Being a skilled artist does not necessarily mean that you are good at 'holding the room' and being a good teacher for the participants in the centre's art groups.

"You have to stand very strongly in your own artistic practice and have the ability to reflect on it. And you must be a clear professional and artistic authority. Some of the artists we work with have dual expertise because they themselves have experience with psychiatry. In this way, they become a kind of role models that the participants can look up to and see that you can have a nice life, even if you have a mental illness. It gives hope. And it helps to build a culture where we de-dramatize being mentally ill. It doesn't have to be shameful or shut down all conversation in the group if one of the participants has a bad day and has to leave the room for a while. We train our artists to be blunt about mental illness, but it's also not like we sit and cry about it together. It is just a natural part of the space that we have to navigate.”

Artists have special expertise

Fair pay and working conditions have been central to the centre's collaboration with artists right from the start. When you are associated with the center as an artist, you receive a good salary, but are also expected to share your knowledge, receive supervision and participate in the research team's work.

Loup Riviére, Armes Molles / Soft Weapons, 2021 and Elisabeth Kiss, Hvem Bær Dig?, 2021, Tabita Rezaire, Sugarwalls Teardom, 2017, from the Exhibition M/OTHER. PHOTOS Amanda Bødker

"For example, we ask the artists to sit in their colleagues' art groups, so that we learn from each other. Also when things go wrong, which they do all the time, because we are dealing with people and emotions here. It is a learning process for all of us. We are concerned with how we can get the positive 'greenhouse effects' that we see occurring in the closed environments of the art groups to sprout further in the participants' lived lives outside of psychiatry. Therefore, the researchers associated with the center follow the work of the art groups closely. They are doing a large, scientific study that tries to identify what effect art has on the participants in both the short and slightly longer term. And the artists sit in on all of the research team's meetings and contribute their expertise."

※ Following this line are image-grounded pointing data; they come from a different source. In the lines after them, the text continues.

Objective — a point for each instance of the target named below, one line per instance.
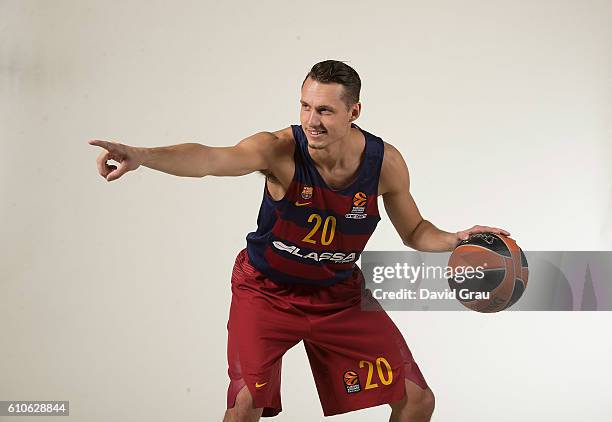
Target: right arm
(258, 152)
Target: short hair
(334, 71)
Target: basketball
(489, 272)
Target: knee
(244, 400)
(428, 403)
(243, 409)
(418, 405)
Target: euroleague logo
(351, 382)
(360, 199)
(307, 192)
(358, 210)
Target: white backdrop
(115, 296)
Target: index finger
(103, 144)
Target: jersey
(315, 234)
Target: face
(323, 114)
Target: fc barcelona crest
(307, 192)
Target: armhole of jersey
(379, 172)
(267, 192)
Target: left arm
(415, 232)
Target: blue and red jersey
(315, 234)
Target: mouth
(316, 133)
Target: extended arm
(258, 152)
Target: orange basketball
(500, 272)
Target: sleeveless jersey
(314, 234)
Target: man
(297, 279)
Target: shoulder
(274, 145)
(394, 172)
(279, 149)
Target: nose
(313, 119)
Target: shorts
(358, 358)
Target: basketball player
(297, 280)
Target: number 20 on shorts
(385, 379)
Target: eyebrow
(323, 106)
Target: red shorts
(358, 358)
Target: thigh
(261, 328)
(359, 358)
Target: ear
(355, 111)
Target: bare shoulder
(284, 143)
(280, 148)
(394, 172)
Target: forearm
(186, 160)
(428, 238)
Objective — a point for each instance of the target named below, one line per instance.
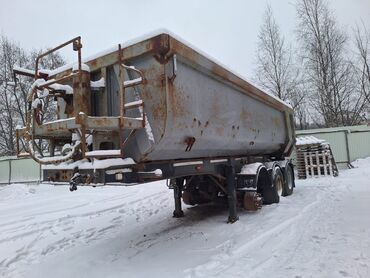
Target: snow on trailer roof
(176, 37)
(308, 140)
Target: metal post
(231, 193)
(347, 147)
(177, 192)
(10, 171)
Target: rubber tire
(270, 194)
(288, 171)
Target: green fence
(347, 143)
(13, 170)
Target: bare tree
(363, 64)
(13, 100)
(328, 71)
(276, 72)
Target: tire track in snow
(222, 262)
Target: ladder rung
(134, 104)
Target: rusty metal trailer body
(164, 105)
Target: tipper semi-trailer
(156, 108)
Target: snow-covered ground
(322, 230)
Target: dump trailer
(156, 108)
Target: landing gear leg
(177, 192)
(231, 194)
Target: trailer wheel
(271, 194)
(288, 180)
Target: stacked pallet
(314, 158)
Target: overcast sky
(226, 30)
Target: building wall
(347, 143)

Already this spring, the center will publish a 2-volume work on the publishing house KLIM, where concepts, exercises and designs for the work in the writing groups are described, so that the work with art can hopefully spread to other places in psychiatry. "We experience very concretely that artists can contribute positively in our field, so I hope that others can use our experiences," says Birgit Bundesen.

"The passion for art and the way the artists see the world, we think, is a special way of being in life. We are trying to find out if it is something the artists can teach others. Whether you can use art to establish spaces in life that dare to go against the common attitudes and expectations of how one should be and what a good life looks like.”

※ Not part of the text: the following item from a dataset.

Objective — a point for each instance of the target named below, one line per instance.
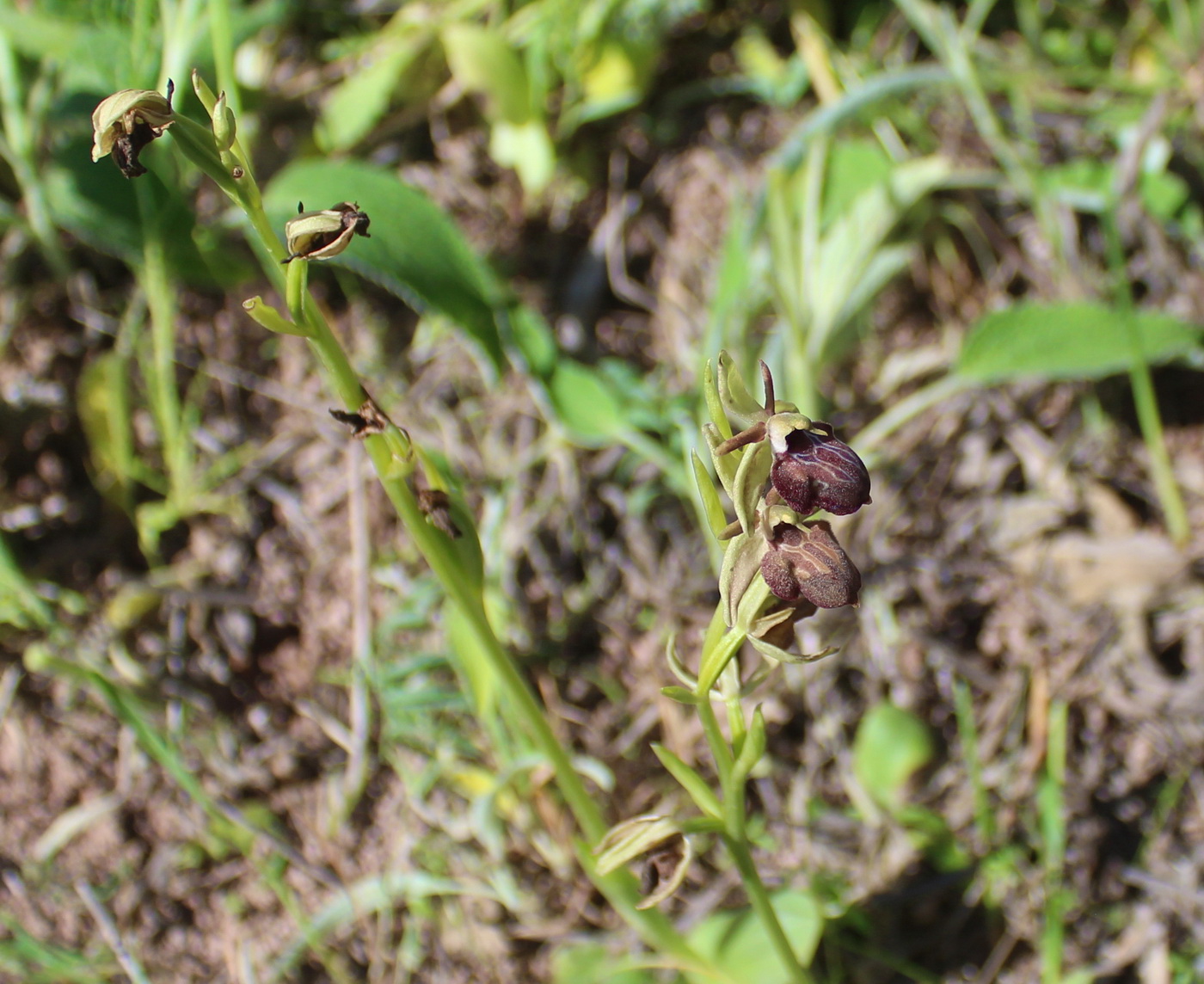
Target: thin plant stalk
(437, 550)
(1144, 399)
(724, 647)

Art has a resistance to normative notions, and this is a strength that is particularly relevant in psychiatry, she believes.

"When you have been chronically out of step with the so-called normality, then art is a platform where there is a higher ceiling and perhaps further frameworks for when you judge each other inside and out. Perhaps it can actually be an advantage to be a little eccentric, which after all means to be displaced from the norm. So we try to take advantage of the position that both the patient and the artists have: To be a little outside, or a little out of step with the concept of normality and to dare to stand next to normality – on purpose.”